Artikel aus Pro Israel Aktuell 4/2017,

Postfach, CH-3607 Thun

 

 

 

 

 

Sehr aktuell:

 

 

Hat Israel noch Heilsbedeutung? Wurzeln und Gefahren der Ersatztheologie

 

 

 

Wurzeln und Auswirkungen

 

Ersatztheologie

 

Während des grössten Teils der Kirchengeschichte war es für Christen unmöglich sich vorzustellen, dass Gott wirklich meinte, was er bezüglich der Zusammenführung des jüdischen Volkes verheissen hatte, sowohl irdisch wie auch geistlich. Schliesslich waren die Juden während Jahrhunderten über den ganzen Erdball zerstreut und wurden heftig verfolgt. Manchen erschien es gewiss, dass Gottes Plan für sie ein Ende gefunden habe. Auch viele christliche Gelehrte legten die Bibel in diesem Sinne aus und konnten sich nicht vorstellen, dass Israel eines Tages wieder existieren würde.

 

Entstehung und Auswirkungen der Lehre

 

In den Jahrzenten nach der Gründung der Kirche gab es nebeneinander eine Reihe von Entwicklungen, die zum Entstehen der Ersatztheologie beitrugen – der Lehre, dass Gott mit Israel am Ende sei und dass die Kirche nun Israel für immer ersetzt habe. Gemäss Apostelgeschichte 20,21 gab es am Anfang viele Tausend gläubige Juden.
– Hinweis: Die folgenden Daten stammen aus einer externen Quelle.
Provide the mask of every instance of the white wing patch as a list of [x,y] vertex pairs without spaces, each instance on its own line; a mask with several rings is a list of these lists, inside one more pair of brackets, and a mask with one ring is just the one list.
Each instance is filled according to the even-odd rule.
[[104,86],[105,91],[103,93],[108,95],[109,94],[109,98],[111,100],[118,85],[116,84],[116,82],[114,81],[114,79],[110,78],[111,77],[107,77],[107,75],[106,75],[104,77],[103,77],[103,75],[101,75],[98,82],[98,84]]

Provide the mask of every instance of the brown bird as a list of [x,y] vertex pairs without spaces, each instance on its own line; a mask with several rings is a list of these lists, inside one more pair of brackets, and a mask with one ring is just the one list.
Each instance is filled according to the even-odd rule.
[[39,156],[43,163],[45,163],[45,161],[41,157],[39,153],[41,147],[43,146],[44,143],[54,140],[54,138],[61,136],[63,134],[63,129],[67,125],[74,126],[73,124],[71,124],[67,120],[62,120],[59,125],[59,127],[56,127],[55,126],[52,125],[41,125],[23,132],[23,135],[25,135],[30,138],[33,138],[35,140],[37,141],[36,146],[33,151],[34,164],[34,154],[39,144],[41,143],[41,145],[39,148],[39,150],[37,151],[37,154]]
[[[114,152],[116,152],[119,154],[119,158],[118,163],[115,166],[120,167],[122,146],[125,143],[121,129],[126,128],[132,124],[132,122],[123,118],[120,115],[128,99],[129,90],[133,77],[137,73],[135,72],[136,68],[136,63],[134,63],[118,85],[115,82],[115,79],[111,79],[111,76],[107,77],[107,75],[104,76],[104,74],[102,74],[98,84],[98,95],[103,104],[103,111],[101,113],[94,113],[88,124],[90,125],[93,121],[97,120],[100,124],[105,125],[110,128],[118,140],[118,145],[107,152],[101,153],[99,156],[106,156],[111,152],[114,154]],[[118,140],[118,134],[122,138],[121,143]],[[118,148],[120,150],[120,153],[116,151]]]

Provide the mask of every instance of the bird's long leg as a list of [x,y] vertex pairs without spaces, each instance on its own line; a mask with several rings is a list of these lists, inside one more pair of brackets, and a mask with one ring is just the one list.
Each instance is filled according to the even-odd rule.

Zwei Katastrophen in dieser Zeit führten dazu, dass sich die messianischen Juden weiter vom Rest der jüdischen Welt distanzierten.

 

Im ersten Aufstand gegen die Römer (70 n. Chr.) gehorchten die messianischen Juden den Worten Jesu, denn als sie die Truppen um Jerusalem herum versammelt sahen, flohen sie aus der Stadt und blieben weitgehend verschont. Die zweite jüdische Revolte, ausgelöst durch Rabbi Akiva, der Bar-Kochba zum Messias erklärte und die Juden dazu aufrief, die Römer unter seiner Führung zu bekämpfen (132-135 n. Chr.), distanzierte die messianischen Juden noch weiter vom restlichen Israel.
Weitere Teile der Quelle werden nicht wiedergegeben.